If a Jew-hater somewhere, inspired perhaps by The Protocols of the Elders of Zion, sought to invent an individual who symbolizes almost all the anti-Semitic clichés that have dogged the Jewish people throughout history, he could hardly come up with a character more perfect than Sheldon Adelson.

Such an article about Soros in a conservative magazine would have caused an uproar. The progressive press doesn’t label criticism of Soros antisemitic in defense of Soros the Jew, but rather in defense of Soros the Liberal. The Soros exception to criticism of billionaires, so common on the left, isn’t a “Jewish-exception” to criticism, as antisemites like to complain, but rather a “liberal exception.” There are analogs among other groups. For example, criticizing Hispanics who illegally enter the country in all but the most delicate of terms will get you called racist. Still, it's open season on any Hispanic citizen who votes for the wrong party. “That’s the beauty of white supremacy — it is extremely adaptable,” wrote 1619 Project creator Nicole Hannah-Jones after Trump won a greater margin of Tejanos than originally anticipated. 

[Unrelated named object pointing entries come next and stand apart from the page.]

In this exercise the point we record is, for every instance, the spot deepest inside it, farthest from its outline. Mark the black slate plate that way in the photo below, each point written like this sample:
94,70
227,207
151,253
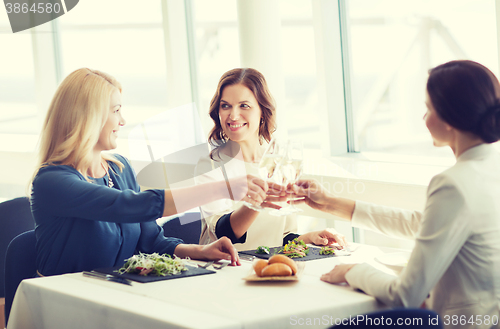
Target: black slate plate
192,271
312,255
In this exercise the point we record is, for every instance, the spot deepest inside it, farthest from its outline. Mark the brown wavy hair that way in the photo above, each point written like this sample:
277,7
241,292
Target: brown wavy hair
255,81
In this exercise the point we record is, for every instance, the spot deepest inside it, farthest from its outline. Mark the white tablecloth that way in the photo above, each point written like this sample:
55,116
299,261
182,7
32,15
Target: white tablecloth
220,300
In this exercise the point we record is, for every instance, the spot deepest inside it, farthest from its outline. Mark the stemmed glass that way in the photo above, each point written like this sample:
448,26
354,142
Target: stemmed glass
291,169
268,166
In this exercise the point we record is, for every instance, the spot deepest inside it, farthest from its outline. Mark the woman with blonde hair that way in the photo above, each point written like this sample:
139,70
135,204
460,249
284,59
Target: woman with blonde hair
244,116
87,205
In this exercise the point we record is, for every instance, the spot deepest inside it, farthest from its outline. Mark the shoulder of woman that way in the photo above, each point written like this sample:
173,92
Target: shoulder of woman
55,174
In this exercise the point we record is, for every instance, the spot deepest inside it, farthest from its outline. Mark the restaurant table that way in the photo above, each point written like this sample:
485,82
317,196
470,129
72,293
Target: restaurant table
220,300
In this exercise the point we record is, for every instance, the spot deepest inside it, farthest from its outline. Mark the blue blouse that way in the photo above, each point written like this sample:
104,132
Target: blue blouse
81,226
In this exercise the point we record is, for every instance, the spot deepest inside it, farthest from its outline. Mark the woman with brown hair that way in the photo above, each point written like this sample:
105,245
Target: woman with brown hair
454,266
87,205
244,116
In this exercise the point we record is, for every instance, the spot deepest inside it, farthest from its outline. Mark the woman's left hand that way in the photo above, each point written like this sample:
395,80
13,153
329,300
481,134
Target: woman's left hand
221,249
324,238
337,275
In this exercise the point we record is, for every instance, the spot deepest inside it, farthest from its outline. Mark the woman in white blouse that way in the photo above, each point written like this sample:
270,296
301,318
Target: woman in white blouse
455,264
243,112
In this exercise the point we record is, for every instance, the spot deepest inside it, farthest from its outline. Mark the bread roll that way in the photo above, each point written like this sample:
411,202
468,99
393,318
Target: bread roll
258,265
276,269
285,260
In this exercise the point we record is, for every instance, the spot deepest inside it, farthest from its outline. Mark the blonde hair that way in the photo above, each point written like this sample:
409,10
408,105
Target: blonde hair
75,118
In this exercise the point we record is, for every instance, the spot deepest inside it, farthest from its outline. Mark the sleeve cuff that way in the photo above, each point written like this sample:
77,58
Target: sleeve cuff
223,228
289,237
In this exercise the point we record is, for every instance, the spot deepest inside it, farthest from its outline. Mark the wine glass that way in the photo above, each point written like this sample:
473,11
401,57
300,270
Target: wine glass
291,169
268,166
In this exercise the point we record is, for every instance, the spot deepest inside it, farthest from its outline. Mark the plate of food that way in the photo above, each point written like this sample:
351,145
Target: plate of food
395,261
297,250
276,268
154,267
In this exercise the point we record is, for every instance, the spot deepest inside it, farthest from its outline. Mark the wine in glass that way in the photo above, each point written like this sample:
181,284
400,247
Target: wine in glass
268,165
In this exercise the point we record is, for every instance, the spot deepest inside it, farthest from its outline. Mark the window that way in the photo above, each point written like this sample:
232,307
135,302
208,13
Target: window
392,46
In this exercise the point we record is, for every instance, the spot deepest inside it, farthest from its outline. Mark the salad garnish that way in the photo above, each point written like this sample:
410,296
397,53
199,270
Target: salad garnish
153,264
295,249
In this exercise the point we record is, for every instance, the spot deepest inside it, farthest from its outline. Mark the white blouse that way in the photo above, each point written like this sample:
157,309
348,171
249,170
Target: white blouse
266,230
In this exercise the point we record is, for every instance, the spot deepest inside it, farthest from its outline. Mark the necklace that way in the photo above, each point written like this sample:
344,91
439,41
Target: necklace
110,181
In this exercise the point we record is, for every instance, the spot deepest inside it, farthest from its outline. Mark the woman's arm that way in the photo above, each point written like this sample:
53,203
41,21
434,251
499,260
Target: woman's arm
248,188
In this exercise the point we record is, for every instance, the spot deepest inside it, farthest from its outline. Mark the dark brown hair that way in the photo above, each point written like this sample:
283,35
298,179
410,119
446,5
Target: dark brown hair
466,95
255,81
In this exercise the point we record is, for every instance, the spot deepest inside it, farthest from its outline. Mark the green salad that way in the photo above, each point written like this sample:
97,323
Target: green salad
295,249
153,264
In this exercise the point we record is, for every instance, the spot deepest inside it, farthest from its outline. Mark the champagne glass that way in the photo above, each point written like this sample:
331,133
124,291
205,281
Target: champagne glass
268,165
291,169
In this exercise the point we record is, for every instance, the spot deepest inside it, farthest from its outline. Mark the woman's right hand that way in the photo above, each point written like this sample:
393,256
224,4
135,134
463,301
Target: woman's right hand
249,188
317,197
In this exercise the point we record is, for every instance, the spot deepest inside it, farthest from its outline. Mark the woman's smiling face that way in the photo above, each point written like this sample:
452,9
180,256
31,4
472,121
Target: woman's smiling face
239,113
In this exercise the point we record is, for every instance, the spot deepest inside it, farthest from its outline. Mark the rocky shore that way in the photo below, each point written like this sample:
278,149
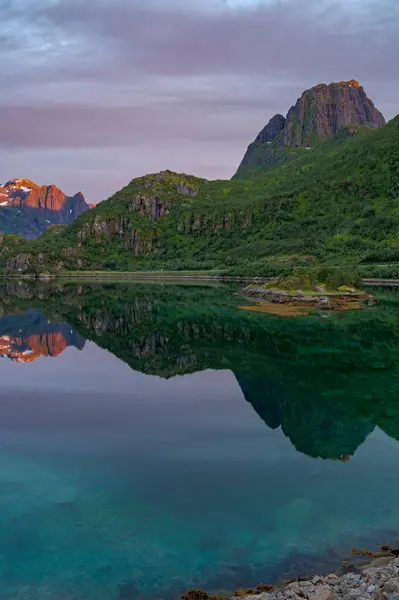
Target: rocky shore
343,297
378,580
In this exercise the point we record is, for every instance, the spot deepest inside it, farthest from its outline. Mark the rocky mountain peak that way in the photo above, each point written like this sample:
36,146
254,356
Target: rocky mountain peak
320,113
36,207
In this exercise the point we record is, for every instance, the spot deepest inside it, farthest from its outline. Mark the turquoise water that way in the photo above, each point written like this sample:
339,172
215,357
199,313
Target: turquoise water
158,438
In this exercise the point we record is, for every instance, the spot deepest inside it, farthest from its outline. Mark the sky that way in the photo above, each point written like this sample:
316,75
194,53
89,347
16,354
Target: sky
97,92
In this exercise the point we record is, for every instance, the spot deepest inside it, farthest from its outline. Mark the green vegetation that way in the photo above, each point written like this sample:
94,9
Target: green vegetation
335,205
329,278
326,382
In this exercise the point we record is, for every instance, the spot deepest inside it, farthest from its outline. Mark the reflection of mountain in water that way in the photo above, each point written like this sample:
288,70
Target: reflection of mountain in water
27,336
327,384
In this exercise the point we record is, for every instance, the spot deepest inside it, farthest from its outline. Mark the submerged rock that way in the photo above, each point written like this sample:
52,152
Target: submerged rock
373,583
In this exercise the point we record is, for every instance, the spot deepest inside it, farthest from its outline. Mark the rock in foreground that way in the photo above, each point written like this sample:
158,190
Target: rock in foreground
376,581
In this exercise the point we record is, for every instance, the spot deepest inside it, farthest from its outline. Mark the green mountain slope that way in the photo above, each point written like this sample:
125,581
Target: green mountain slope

The Soros exception is only unique in that its cynical weaponization of antisemitism actually provides fodder for the bigoted minority it claims to oppose. If the media, the ADL, and yes, even Israel are actually interested in combating the legitimately dangerous idea that rich Jews control the world and are protected from criticism, they should stop responding in a way that looks as if that idea is playing out in real-time. To condemn as antisemitic a personal attack on one of the world’s richest men is to use Jews as a shield for him. It’s ok to think that Soros’ influence on the political system is pernicious because of its scale, his ideology, or both. It’s fine to criticize him, as one of the most powerful men on earth, in whatever terms one wants. It’s ok to hate Soros the man, Soros the liberal, Soros the billionaire, so long as you don’t hate Soros the Jew. There’s no evidence Elon does, so let it go before someone mistakes this overblown response for something bigger and more sinister than the neurotic tone policing that it is.